ONGC - Fundamental Analysis: Financial Health & Valuation
Back to ListFundamental Rating: 4.1
| Stock Code | ONGC | Market Cap | 3,76,842 Cr. | Current Price | 300 ₹ | High / Low | 308 ₹ |
| Stock P/E | 11.5 | Book Value | 267 ₹ | Dividend Yield | 4.09 % | ROCE | 14.8 % |
| ROE | 11.4 % | Face Value | 5.00 ₹ | DMA 50 | 278 ₹ | DMA 200 | 260 ₹ |
| Chg in FII Hold | 0.54 % | Chg in DII Hold | -0.39 % | PAT Qtr | 8,372 Cr. | PAT Prev Qtr | 9,848 Cr. |
| RSI | 69.1 | MACD | 5.48 | Volume | 1,86,73,442 | Avg Vol 1Wk | 2,68,21,467 |
| Low price | 226 ₹ | High price | 308 ₹ | PEG Ratio | -2.81 | Debt to equity | 0.10 |
| 52w Index | 90.2 % | Qtr Profit Var | 1.60 % | EPS | 26.0 ₹ | Industry PE | 28.2 |
📊 ONGC presents strong fundamentals with ROE at 11.4% and ROCE at 14.8%, reflecting efficient capital utilization. The P/E ratio of 11.5 is significantly lower than the industry average of 28.2, suggesting undervaluation. Dividend yield of 4.09% adds income appeal for long-term investors. Debt-to-equity ratio of 0.10 highlights financial stability. However, the negative PEG ratio (-2.81) indicates limited earnings growth visibility, and RSI at 69.1 suggests near overbought conditions.
💰 Ideal Entry Price Zone: 270 ₹ – 285 ₹, closer to its 50 DMA (278 ₹), offering a safer entry aligned with valuation support.
📈 Long-Term Holding Guidance: ONGC is suitable for long-term holding (5+ years) due to strong fundamentals, dividend yield, and low debt. Investors may consider partial profit booking near 305–310 ₹ resistance while retaining core holdings for compounding returns.
✅ Positive
- Low P/E (11.5) compared to industry average (28.2), indicating undervaluation.

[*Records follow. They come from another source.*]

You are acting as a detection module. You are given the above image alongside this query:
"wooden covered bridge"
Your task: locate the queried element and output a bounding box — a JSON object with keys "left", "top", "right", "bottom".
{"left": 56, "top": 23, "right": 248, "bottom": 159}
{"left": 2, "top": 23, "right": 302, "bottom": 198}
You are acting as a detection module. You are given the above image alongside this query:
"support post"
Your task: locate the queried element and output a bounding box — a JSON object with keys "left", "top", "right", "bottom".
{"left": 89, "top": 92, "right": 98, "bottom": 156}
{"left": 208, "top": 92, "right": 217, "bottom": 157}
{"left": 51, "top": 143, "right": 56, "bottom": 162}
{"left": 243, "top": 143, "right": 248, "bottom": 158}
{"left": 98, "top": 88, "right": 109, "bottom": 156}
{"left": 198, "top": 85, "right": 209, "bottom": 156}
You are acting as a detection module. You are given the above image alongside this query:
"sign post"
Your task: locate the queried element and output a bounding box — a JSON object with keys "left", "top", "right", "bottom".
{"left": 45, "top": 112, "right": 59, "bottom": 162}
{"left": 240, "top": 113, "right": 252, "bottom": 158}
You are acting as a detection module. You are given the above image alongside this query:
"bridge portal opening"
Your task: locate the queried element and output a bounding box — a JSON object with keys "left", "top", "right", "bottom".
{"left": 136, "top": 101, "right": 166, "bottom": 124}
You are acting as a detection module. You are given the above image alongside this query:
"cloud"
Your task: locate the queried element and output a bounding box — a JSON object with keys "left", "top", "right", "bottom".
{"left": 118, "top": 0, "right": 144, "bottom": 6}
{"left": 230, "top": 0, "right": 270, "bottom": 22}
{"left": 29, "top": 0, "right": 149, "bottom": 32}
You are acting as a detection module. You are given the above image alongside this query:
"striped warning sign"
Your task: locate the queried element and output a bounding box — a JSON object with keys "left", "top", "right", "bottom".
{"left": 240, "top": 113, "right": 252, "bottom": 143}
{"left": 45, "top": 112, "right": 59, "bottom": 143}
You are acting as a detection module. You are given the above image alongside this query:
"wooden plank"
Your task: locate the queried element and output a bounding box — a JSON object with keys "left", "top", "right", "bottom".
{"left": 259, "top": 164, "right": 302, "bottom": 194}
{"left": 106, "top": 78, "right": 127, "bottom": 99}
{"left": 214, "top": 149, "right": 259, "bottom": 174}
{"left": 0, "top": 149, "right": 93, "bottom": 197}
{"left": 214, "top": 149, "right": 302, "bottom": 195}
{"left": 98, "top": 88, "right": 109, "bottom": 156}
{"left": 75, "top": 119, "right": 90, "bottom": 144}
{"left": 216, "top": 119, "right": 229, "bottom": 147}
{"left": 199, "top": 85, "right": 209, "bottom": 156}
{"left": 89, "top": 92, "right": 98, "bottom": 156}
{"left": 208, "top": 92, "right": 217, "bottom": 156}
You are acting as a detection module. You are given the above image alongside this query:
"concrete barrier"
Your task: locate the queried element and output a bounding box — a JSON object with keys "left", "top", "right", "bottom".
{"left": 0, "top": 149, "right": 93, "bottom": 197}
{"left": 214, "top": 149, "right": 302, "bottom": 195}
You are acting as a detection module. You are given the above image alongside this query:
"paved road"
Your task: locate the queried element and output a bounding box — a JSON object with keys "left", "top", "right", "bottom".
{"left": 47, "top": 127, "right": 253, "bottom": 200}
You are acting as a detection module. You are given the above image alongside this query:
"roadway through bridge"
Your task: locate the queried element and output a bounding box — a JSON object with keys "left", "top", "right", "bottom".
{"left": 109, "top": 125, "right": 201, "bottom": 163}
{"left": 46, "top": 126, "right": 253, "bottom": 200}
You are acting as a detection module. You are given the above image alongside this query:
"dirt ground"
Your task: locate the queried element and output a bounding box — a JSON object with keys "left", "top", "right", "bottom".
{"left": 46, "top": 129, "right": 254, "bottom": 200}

- Strong ROCE (14.8%) and ROE (11.4%).
- Dividend yield of 4.09% provides steady income.
- Low debt-to-equity ratio (0.10) ensures financial stability.
⚠️ Limitation
- PEG ratio (-2.81) suggests weak earnings growth outlook.
- RSI at 69.1 indicates near overbought conditions.

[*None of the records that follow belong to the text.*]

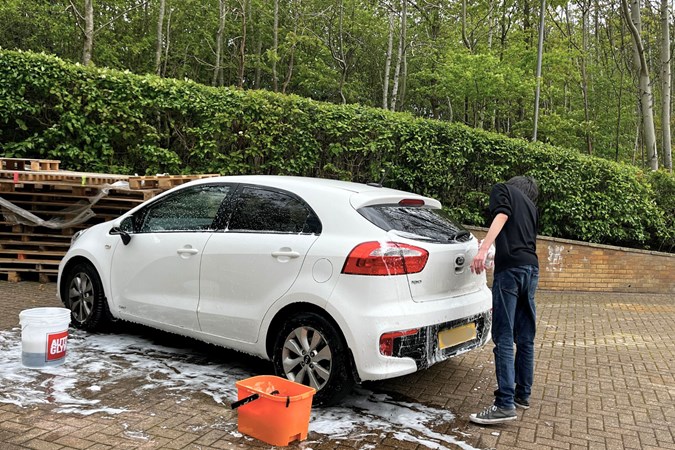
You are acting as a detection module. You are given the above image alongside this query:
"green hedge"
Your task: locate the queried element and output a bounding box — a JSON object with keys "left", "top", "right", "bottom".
{"left": 1, "top": 49, "right": 673, "bottom": 252}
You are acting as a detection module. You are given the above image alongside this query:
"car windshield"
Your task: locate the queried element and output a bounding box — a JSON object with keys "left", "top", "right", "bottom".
{"left": 358, "top": 205, "right": 470, "bottom": 244}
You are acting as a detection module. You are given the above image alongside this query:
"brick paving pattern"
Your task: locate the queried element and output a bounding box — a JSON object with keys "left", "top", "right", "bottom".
{"left": 1, "top": 281, "right": 673, "bottom": 449}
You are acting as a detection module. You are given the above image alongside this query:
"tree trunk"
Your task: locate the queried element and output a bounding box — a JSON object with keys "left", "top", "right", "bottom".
{"left": 253, "top": 1, "right": 262, "bottom": 89}
{"left": 282, "top": 1, "right": 299, "bottom": 94}
{"left": 82, "top": 0, "right": 94, "bottom": 65}
{"left": 633, "top": 98, "right": 641, "bottom": 165}
{"left": 383, "top": 9, "right": 394, "bottom": 109}
{"left": 213, "top": 0, "right": 227, "bottom": 86}
{"left": 461, "top": 0, "right": 472, "bottom": 51}
{"left": 282, "top": 46, "right": 295, "bottom": 94}
{"left": 238, "top": 0, "right": 247, "bottom": 89}
{"left": 400, "top": 37, "right": 408, "bottom": 108}
{"left": 325, "top": 0, "right": 350, "bottom": 104}
{"left": 498, "top": 0, "right": 512, "bottom": 61}
{"left": 487, "top": 1, "right": 494, "bottom": 49}
{"left": 155, "top": 0, "right": 166, "bottom": 76}
{"left": 622, "top": 0, "right": 658, "bottom": 170}
{"left": 580, "top": 0, "right": 592, "bottom": 154}
{"left": 661, "top": 0, "right": 672, "bottom": 171}
{"left": 532, "top": 0, "right": 546, "bottom": 141}
{"left": 337, "top": 0, "right": 347, "bottom": 104}
{"left": 162, "top": 7, "right": 172, "bottom": 77}
{"left": 615, "top": 47, "right": 624, "bottom": 162}
{"left": 272, "top": 0, "right": 279, "bottom": 92}
{"left": 391, "top": 0, "right": 406, "bottom": 111}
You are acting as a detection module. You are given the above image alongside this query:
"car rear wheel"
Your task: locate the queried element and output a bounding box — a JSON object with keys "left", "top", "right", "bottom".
{"left": 272, "top": 312, "right": 354, "bottom": 406}
{"left": 62, "top": 262, "right": 109, "bottom": 331}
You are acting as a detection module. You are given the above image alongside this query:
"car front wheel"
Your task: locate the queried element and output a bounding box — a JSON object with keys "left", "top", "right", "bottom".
{"left": 61, "top": 262, "right": 109, "bottom": 331}
{"left": 272, "top": 312, "right": 354, "bottom": 406}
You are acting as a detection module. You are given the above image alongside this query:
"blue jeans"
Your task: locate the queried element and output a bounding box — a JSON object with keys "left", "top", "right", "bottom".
{"left": 491, "top": 265, "right": 539, "bottom": 409}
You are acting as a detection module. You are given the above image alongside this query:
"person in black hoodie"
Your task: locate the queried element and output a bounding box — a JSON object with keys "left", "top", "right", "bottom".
{"left": 469, "top": 176, "right": 540, "bottom": 425}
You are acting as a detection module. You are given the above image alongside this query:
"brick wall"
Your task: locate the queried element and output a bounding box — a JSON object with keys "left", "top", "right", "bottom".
{"left": 467, "top": 227, "right": 675, "bottom": 294}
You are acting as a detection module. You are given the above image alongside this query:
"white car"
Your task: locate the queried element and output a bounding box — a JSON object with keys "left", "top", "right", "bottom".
{"left": 58, "top": 175, "right": 492, "bottom": 405}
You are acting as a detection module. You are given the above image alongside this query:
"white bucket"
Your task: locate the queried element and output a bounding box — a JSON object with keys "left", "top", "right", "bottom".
{"left": 19, "top": 307, "right": 71, "bottom": 368}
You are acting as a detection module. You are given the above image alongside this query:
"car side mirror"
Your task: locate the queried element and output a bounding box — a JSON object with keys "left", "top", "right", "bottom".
{"left": 110, "top": 216, "right": 134, "bottom": 245}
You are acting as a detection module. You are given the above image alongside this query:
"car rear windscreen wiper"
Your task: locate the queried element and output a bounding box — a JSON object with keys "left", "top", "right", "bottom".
{"left": 448, "top": 231, "right": 470, "bottom": 242}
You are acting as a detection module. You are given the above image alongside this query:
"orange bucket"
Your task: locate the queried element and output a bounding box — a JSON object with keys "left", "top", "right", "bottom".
{"left": 232, "top": 375, "right": 316, "bottom": 446}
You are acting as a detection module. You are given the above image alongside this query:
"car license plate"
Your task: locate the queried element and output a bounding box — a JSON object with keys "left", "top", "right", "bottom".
{"left": 438, "top": 323, "right": 476, "bottom": 350}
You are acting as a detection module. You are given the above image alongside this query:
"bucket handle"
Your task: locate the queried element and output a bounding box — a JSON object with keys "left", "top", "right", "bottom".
{"left": 231, "top": 393, "right": 259, "bottom": 409}
{"left": 230, "top": 389, "right": 285, "bottom": 409}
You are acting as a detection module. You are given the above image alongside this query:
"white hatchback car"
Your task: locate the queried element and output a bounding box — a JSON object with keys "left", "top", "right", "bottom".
{"left": 58, "top": 175, "right": 491, "bottom": 405}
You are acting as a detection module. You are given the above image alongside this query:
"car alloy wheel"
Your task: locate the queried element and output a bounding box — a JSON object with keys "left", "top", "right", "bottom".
{"left": 68, "top": 271, "right": 95, "bottom": 323}
{"left": 61, "top": 262, "right": 109, "bottom": 331}
{"left": 281, "top": 325, "right": 332, "bottom": 391}
{"left": 273, "top": 312, "right": 354, "bottom": 406}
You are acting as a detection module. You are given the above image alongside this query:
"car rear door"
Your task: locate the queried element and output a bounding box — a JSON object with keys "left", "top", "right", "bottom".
{"left": 197, "top": 184, "right": 320, "bottom": 343}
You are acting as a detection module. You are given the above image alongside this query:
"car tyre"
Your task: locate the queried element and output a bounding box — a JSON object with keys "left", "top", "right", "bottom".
{"left": 273, "top": 312, "right": 354, "bottom": 406}
{"left": 61, "top": 262, "right": 110, "bottom": 331}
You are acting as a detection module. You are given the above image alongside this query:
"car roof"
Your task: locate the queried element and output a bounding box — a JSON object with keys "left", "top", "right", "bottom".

- Quarterly PAT declined from 9,848 Cr. to 8,372 Cr.
📉 Company Negative News
- Quarterly PAT decline highlights earnings pressure.

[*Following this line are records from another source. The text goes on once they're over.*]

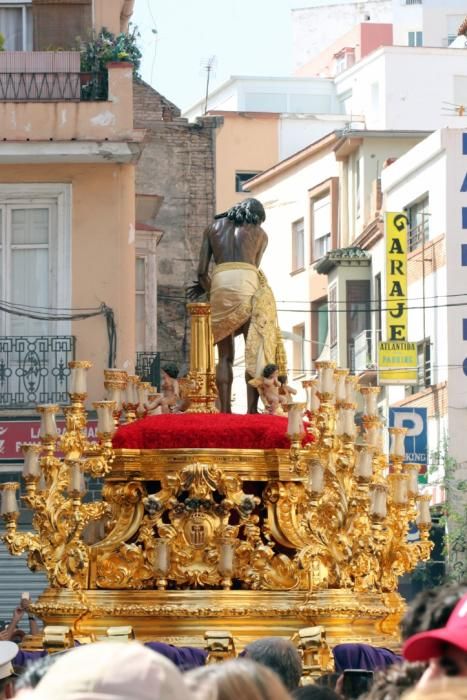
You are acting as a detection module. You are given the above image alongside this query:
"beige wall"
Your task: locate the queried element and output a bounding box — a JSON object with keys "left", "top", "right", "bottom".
{"left": 0, "top": 163, "right": 135, "bottom": 404}
{"left": 93, "top": 0, "right": 133, "bottom": 34}
{"left": 212, "top": 112, "right": 279, "bottom": 213}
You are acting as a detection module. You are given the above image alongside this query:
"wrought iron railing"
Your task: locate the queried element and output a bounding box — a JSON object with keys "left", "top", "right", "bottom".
{"left": 0, "top": 72, "right": 107, "bottom": 101}
{"left": 0, "top": 336, "right": 75, "bottom": 408}
{"left": 135, "top": 352, "right": 161, "bottom": 390}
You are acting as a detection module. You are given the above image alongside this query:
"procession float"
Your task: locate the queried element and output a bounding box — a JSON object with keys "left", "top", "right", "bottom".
{"left": 0, "top": 302, "right": 433, "bottom": 672}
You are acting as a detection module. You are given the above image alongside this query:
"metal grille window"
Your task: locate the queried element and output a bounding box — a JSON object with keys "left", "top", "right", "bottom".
{"left": 0, "top": 3, "right": 32, "bottom": 50}
{"left": 407, "top": 196, "right": 430, "bottom": 251}
{"left": 291, "top": 218, "right": 304, "bottom": 272}
{"left": 407, "top": 340, "right": 431, "bottom": 394}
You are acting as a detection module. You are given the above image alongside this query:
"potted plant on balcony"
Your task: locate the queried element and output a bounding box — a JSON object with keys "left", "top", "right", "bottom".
{"left": 79, "top": 25, "right": 142, "bottom": 100}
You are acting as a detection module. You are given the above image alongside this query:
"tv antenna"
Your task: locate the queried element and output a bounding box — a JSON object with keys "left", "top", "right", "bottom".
{"left": 201, "top": 55, "right": 217, "bottom": 115}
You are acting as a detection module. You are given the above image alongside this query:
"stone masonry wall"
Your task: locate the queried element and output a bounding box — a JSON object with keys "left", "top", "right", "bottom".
{"left": 133, "top": 81, "right": 218, "bottom": 370}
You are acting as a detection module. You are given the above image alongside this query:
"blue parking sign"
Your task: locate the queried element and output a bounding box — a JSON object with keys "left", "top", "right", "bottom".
{"left": 389, "top": 407, "right": 428, "bottom": 465}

- DII holding decreased (-0.39%), showing reduced domestic institutional interest.
📈 Company Positive News
- FII holding increased (+0.54%), reflecting foreign investor confidence.
- MACD positive (5.48), supporting bullish technical momentum.
🏭 Industry
- Industry P/E at 28.2, much higher than ONGC’s 11.5, making ONGC undervalued relative to peers.
- Energy sector benefits from global demand but is sensitive to crude price fluctuations and policy changes.
🔎 Conclusion
ONGC is a fundamentally strong, undervalued stock with attractive dividend yield and low debt. It is a good candidate for long-term investment, especially for income-focused investors. Entry near 270–285 ₹ offers better risk-reward. Current holders should maintain positions for 5+ years, booking partial profits near highs but retaining core holdings for sustained growth and dividends.